To begin my journey, I decided on my primary requirements:
- The VE should employ a Display Strategy that uses all possible visual cues. This includes LED a) Position, b) Color and c) Intensity.
- I want the VE to respond to ambient sounds, so I need to use a microphone.
- The VE should respond to the full human audio spectrum, so I need a high quality microphone with a flat response over as wide a range as possible.
- In order to discriminate specific sounds, I want a LOT of visible frequency Bands. If you consider the keys of a piano as discrete notes, then to be able to perceive a piano tune, you would need 88 spectral bands (covering 9 octaves).
- To be able to perceive rhythms as well as melodies, the sound-to-vision response time must be very short. I want the VE to be able to show a fast percussive beat, like a drum roll. However, at some point our eye’s “Persistence of Vision” will mask rapid visual changes, so I’d like to get as responsive as possible without going overboard.
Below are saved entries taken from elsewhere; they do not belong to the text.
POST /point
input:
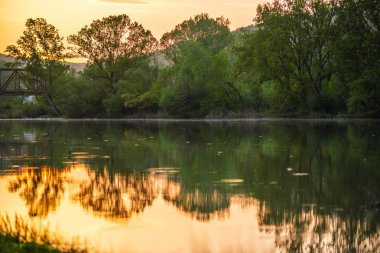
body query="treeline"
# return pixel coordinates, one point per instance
(301, 57)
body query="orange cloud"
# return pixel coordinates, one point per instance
(120, 1)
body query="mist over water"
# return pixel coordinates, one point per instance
(259, 186)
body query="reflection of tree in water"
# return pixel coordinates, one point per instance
(201, 202)
(115, 195)
(308, 229)
(41, 189)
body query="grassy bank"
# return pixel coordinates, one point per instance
(22, 235)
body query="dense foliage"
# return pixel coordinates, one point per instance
(300, 57)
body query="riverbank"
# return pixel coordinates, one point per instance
(12, 244)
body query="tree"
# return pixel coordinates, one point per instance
(40, 49)
(214, 34)
(357, 54)
(112, 44)
(199, 83)
(292, 46)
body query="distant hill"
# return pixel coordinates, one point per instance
(245, 29)
(5, 58)
(76, 66)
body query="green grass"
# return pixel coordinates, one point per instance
(22, 235)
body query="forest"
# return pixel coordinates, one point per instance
(299, 58)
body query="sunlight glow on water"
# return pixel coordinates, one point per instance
(228, 190)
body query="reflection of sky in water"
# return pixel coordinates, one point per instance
(242, 188)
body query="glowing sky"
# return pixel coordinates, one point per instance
(158, 16)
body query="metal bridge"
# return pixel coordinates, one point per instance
(15, 83)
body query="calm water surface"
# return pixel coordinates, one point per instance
(261, 186)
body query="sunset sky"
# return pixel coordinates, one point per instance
(159, 16)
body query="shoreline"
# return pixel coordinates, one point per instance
(264, 119)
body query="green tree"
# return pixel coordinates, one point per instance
(40, 49)
(214, 34)
(199, 83)
(112, 45)
(292, 46)
(357, 57)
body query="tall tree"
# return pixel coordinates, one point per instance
(214, 34)
(111, 44)
(292, 47)
(40, 49)
(357, 57)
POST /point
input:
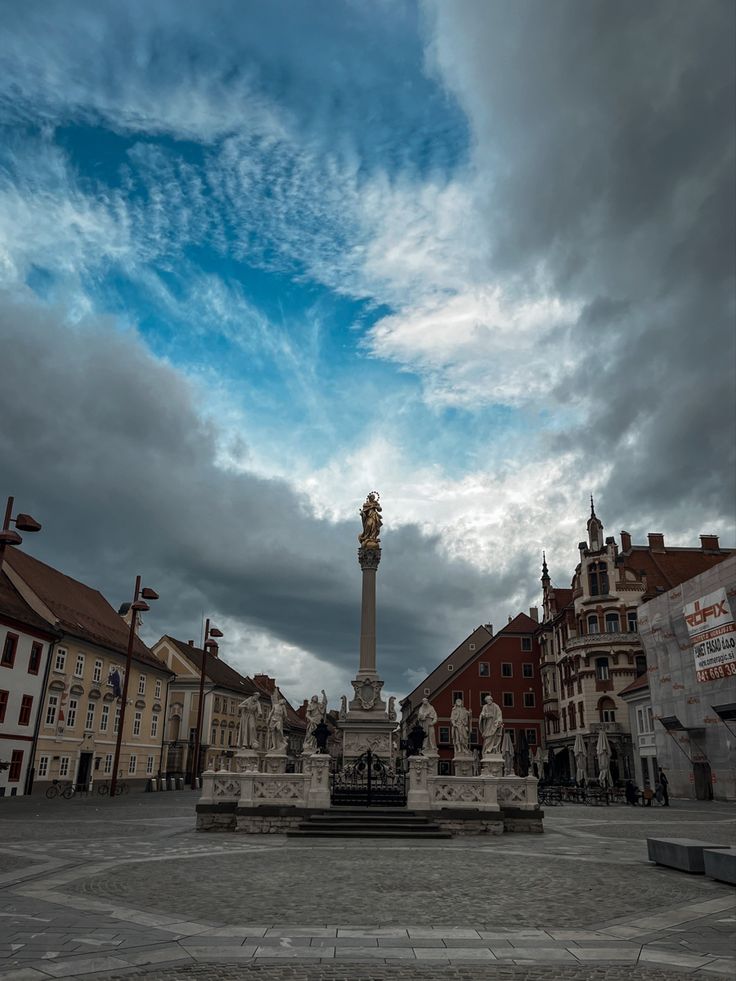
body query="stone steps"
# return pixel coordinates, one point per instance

- Since sounds levels vary wildly (many orders or magnitude) the user should be able to adjust the visual “gain” (intensity) of the display. Some means of automatic gain control may be possible and desirable.
Requirement 1: Display Strategy
To keep things simple to begin, I decided that I would utilize a single RGB LED Strip with high LED density for the display.
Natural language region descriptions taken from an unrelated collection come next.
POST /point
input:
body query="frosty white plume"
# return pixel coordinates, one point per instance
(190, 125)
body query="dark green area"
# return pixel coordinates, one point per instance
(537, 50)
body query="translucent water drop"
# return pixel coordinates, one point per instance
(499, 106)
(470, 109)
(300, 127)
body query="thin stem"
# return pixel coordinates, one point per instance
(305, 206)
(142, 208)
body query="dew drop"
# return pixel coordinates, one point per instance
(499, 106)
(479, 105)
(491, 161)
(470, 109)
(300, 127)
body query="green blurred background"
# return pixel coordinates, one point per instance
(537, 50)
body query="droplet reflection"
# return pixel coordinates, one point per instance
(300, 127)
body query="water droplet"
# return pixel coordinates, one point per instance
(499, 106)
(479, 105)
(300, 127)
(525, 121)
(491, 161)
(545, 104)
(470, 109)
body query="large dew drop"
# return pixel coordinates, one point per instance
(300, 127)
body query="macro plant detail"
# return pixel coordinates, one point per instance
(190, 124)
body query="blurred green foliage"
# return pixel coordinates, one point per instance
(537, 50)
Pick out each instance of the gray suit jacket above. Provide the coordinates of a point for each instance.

The LED strip would represent the human-audible spectrum range, and each LED would display one frequency band. Each LED frequency band will have a “Center Frequency” (CF) and each CF will be a constant multiplier of the previous band’s CF. This approach provides a very popular logarithmic frequency display.
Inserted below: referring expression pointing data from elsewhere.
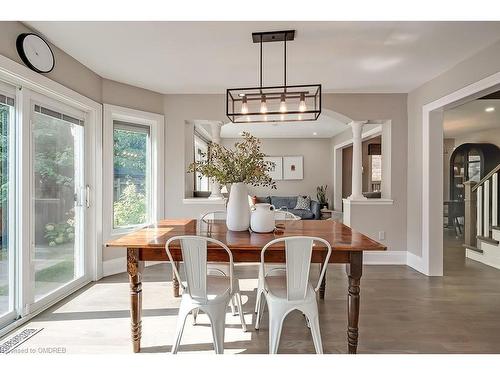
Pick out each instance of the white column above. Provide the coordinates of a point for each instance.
(215, 186)
(357, 161)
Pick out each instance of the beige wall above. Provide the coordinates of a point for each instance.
(124, 95)
(317, 165)
(67, 71)
(473, 69)
(76, 76)
(181, 108)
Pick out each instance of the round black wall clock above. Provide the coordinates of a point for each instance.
(35, 52)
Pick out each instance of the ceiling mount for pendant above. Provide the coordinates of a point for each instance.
(274, 103)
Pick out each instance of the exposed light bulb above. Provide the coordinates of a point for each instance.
(244, 105)
(283, 103)
(263, 105)
(302, 104)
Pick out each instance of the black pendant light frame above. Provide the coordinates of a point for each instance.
(303, 93)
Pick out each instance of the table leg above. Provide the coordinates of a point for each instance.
(322, 287)
(135, 268)
(354, 270)
(175, 282)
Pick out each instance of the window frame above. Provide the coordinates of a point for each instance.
(29, 84)
(141, 129)
(155, 123)
(199, 137)
(8, 316)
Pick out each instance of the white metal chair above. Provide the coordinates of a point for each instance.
(279, 214)
(292, 291)
(208, 293)
(217, 268)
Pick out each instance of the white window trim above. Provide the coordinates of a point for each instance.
(156, 124)
(21, 77)
(383, 129)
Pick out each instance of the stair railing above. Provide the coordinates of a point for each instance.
(481, 207)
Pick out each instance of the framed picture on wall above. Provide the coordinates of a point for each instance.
(293, 168)
(276, 171)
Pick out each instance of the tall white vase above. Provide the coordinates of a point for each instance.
(238, 209)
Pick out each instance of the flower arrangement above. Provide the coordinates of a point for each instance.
(243, 164)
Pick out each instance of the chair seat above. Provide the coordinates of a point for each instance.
(218, 286)
(276, 287)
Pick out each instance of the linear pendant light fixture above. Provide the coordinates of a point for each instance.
(274, 103)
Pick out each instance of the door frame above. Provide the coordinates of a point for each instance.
(431, 261)
(22, 77)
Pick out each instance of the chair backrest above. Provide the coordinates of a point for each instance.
(282, 214)
(298, 251)
(213, 215)
(194, 256)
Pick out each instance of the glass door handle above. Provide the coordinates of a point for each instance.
(87, 196)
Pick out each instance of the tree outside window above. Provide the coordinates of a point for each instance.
(131, 176)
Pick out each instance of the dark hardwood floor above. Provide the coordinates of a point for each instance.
(402, 311)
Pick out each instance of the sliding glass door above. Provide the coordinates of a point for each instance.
(7, 255)
(58, 199)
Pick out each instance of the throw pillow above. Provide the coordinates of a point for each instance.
(303, 203)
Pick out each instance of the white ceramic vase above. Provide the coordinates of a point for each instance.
(238, 209)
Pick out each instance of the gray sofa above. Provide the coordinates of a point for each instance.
(290, 203)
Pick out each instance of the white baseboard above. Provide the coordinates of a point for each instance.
(415, 262)
(384, 257)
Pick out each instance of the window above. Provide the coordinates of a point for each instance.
(376, 172)
(131, 174)
(201, 183)
(58, 182)
(7, 116)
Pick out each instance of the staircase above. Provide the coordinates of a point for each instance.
(482, 232)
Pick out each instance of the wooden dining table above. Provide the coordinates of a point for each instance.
(148, 244)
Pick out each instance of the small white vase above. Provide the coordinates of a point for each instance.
(238, 209)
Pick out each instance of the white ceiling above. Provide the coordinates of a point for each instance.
(208, 57)
(324, 127)
(471, 117)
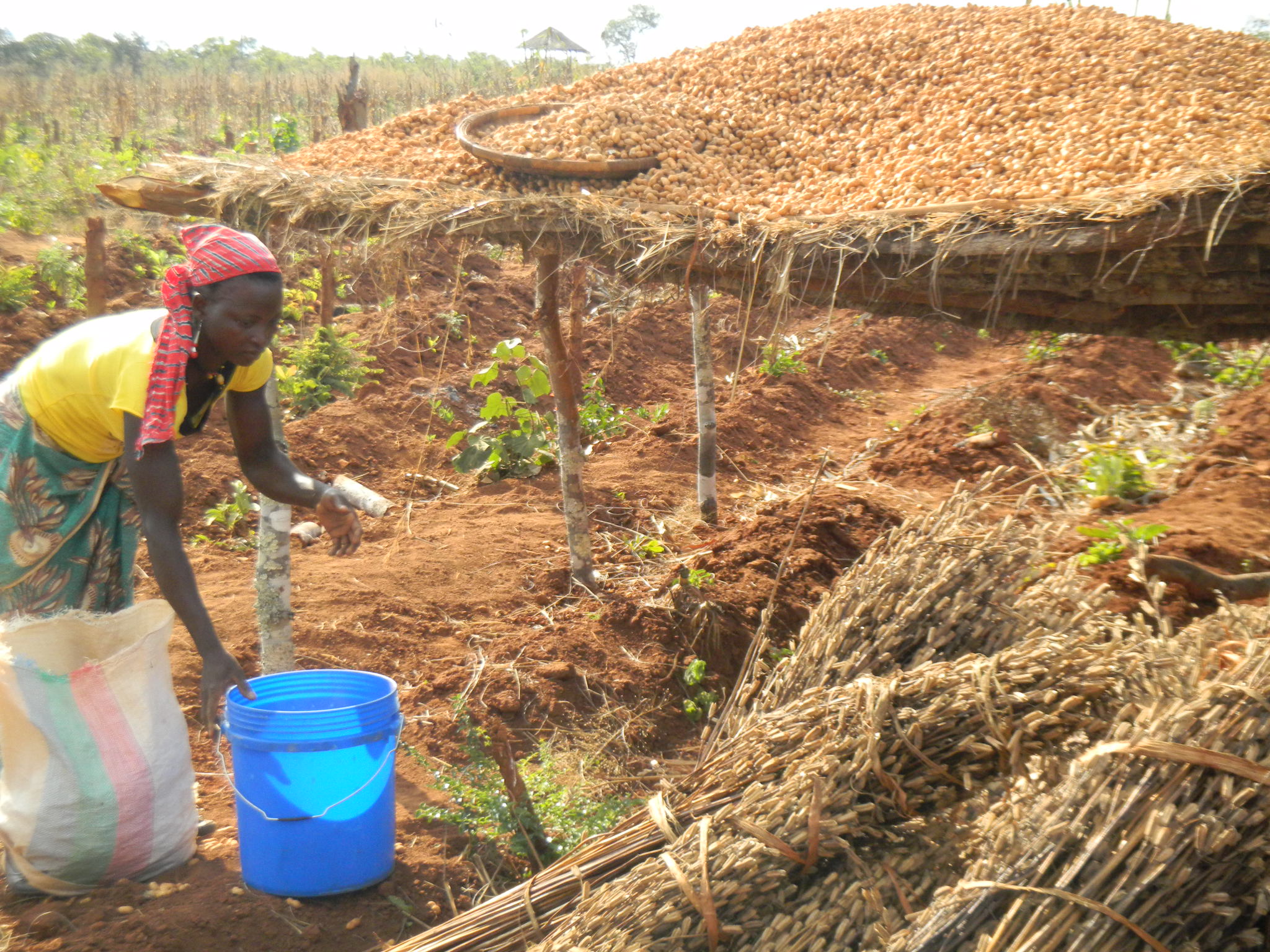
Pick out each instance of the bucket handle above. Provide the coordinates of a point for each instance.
(225, 772)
Since not all LEDs would be on at any one time, the color of each LED will reinforce its position in the spectrum. The lowest frequency would be Red, and the highest frequency would be Violet. The classic rainbow ROYGBIV color spectrum would be spread across the audio spectrum.
The actual strength of each frequency band will be indicated by the brightness of the LED.
Requirement 2: The Microphone.
I’m not a big fan of analog circuitry, and I know that to get a good audio input for Analog to Digital conversion you need to make sure your pre-amplification circuitry is well designed. So to avoid that problem I researched some available digital microphones (the type you might find in a good phone). I discovered that there were two basic interface types: Inter-IC-Sound (I2S) and Pulse Density Modulation (PDM).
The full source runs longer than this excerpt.